# urgent router help



## aby geek (Sep 7, 2011)

could you help me set up netgear n150 router. i have airtel broadband on 
beetel 220bxi right now. my sister wants me to enable wifi so she can use tablet and other wifi devices.

thanks in advance


----------



## mithun_mrg (Sep 7, 2011)

what type of connection u have pppoe or something else


----------



## d6bmg (Sep 8, 2011)

@OP: Sorry dude, but with airtel connection you will face problem while configuring your internet, as they don't have/provide pppoe login service.


----------



## asingh (Sep 8, 2011)

I think calling CC will help.


----------



## aby geek (Sep 8, 2011)

i think it is pppoe but if its not the only option i have is to call airtel guys?right?


----------



## Ishu Gupta (Sep 8, 2011)

d6bmg said:


> @OP: Sorry dude, but with airtel connection you will face problem while configuring your internet, as they don't have/provide pppoe login service.


I'm using pppoe on a Beetel 450TC1 with Airtel.


----------



## d6bmg (Sep 8, 2011)

^^ Do they have pppoe by default or one have to call their CC to activate pppoe in your account?


----------



## Ishu Gupta (Sep 9, 2011)

d6bmg said:


> ^^ Do they have pppoe by default or one have to call their CC to activate pppoe in your account?


The tech guy did it on setup I think.

Just enter the user (phone number @ something.com) and pass from the dialup page.
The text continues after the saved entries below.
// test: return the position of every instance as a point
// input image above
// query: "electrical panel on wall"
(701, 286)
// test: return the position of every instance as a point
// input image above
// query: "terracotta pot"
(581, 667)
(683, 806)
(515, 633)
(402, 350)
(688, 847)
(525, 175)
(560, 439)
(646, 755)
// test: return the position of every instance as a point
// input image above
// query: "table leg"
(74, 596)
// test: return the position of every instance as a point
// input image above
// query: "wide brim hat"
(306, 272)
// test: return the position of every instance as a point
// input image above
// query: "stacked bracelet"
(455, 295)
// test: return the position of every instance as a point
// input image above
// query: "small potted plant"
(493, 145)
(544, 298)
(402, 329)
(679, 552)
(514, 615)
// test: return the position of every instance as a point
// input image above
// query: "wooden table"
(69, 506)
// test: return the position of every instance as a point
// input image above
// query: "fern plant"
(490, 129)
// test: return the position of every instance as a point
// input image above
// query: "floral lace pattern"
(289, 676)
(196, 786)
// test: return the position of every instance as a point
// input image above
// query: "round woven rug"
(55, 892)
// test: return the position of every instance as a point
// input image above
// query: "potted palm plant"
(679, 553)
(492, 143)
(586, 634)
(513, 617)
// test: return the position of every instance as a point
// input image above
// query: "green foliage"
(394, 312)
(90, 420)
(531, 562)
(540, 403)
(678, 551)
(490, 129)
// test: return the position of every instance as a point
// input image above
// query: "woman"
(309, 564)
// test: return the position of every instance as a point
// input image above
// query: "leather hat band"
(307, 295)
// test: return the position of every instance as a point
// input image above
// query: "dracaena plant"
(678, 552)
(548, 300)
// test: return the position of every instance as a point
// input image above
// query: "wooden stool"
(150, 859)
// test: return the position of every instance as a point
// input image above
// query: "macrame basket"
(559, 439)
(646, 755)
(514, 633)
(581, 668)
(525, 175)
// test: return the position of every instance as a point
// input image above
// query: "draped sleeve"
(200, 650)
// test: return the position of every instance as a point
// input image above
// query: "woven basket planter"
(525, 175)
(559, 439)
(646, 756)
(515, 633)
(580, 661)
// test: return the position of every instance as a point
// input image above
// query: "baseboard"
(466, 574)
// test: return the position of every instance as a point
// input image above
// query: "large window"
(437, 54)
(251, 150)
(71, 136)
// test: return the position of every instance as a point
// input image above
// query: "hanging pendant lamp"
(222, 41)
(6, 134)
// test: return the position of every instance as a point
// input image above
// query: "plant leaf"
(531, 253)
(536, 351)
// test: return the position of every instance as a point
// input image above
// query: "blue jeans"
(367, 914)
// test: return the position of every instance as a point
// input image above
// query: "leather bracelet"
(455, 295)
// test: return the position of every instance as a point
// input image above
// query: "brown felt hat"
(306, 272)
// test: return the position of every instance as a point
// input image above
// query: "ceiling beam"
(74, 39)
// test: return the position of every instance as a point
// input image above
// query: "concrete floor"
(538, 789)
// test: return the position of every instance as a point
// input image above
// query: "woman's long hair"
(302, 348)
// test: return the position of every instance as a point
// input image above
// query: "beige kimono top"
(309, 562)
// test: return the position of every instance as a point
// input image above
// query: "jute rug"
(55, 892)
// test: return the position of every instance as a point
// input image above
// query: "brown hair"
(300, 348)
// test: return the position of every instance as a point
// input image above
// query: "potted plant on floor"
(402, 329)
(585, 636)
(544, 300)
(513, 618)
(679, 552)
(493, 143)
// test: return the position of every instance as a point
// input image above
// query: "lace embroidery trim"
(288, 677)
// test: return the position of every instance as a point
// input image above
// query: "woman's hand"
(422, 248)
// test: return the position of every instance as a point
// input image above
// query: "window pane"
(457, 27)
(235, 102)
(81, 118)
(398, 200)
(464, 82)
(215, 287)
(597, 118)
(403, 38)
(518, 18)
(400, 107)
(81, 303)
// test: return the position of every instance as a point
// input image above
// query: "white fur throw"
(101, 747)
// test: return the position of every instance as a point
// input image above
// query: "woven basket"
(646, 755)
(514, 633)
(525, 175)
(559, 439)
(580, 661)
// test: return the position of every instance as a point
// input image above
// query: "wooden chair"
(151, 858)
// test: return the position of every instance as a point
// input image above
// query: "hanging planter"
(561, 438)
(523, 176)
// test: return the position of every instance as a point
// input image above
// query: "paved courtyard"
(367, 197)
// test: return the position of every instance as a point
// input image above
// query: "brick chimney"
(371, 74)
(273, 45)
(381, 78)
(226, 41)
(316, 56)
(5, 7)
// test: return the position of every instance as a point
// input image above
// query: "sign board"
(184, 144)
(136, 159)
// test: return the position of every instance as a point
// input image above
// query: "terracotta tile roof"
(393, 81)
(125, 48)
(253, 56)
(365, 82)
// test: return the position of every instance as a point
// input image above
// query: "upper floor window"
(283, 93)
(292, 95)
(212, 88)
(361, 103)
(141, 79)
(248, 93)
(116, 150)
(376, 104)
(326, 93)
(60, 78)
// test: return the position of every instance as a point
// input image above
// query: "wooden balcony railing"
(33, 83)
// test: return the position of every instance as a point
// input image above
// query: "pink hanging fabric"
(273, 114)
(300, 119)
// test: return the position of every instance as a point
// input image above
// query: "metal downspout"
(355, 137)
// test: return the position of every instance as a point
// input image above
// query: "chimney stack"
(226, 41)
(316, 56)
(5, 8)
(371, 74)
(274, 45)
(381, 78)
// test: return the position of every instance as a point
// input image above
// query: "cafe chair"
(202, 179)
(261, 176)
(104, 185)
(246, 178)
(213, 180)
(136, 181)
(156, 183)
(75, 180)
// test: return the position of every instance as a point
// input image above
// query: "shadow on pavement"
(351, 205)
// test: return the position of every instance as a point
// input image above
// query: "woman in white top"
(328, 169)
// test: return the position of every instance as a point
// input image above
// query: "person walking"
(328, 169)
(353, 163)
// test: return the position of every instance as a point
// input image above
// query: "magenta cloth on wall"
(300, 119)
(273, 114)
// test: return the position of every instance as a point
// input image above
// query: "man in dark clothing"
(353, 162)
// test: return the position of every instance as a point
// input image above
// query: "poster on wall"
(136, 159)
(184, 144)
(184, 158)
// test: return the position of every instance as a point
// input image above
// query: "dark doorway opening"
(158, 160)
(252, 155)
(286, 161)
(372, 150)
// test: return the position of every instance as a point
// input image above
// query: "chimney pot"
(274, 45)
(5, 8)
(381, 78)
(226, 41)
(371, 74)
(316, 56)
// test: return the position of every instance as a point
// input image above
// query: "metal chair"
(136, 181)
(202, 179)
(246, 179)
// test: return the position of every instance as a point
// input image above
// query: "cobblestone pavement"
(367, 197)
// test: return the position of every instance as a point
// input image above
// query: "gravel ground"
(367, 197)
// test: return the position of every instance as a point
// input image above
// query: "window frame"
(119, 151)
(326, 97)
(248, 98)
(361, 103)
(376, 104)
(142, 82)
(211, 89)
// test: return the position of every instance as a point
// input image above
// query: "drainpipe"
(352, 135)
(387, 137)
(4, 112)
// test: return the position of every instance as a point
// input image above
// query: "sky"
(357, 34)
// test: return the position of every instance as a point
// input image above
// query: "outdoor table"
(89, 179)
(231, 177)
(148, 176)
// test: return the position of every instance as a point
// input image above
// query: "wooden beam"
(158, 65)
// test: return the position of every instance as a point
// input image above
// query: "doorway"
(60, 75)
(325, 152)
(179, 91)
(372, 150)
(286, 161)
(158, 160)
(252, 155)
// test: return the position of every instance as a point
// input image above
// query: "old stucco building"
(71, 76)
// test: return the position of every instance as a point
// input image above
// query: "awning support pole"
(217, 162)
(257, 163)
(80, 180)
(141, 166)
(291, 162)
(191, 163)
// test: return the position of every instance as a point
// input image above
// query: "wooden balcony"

It should work.


----------



## d6bmg (Sep 9, 2011)

Ishu Gupta said:


> Just enter the user (phone number @ something.com) and pass from the dialup page. It should work.



Thanks, I'll try this with my broadband.


----------



## aby geek (Sep 13, 2011)

whats the url ishu?


----------



## Ishu Gupta (Sep 13, 2011)

aby geek said:


> whats the url ishu?


####_dsl@airtelbroadband.in


----------



## khmadhu (Sep 14, 2011)

airtel do provide PPPOE  type connection, I did this type of connection with Belkin N150 router (with modem only port)

@aby geek
you just need to peek into the Airtel's modems configuration.  login using  username admin and password is password , (if u r not able to login to modem, call customer care and they will provide u the password.)

usually  the  the PPPOE username will be  STDcodewith phone number_area code @ airtelbroadband.in
and password will be 123456 (by default). but while installation it will be changed i think. if it is changed use any asterisk removal tool to view password.


----------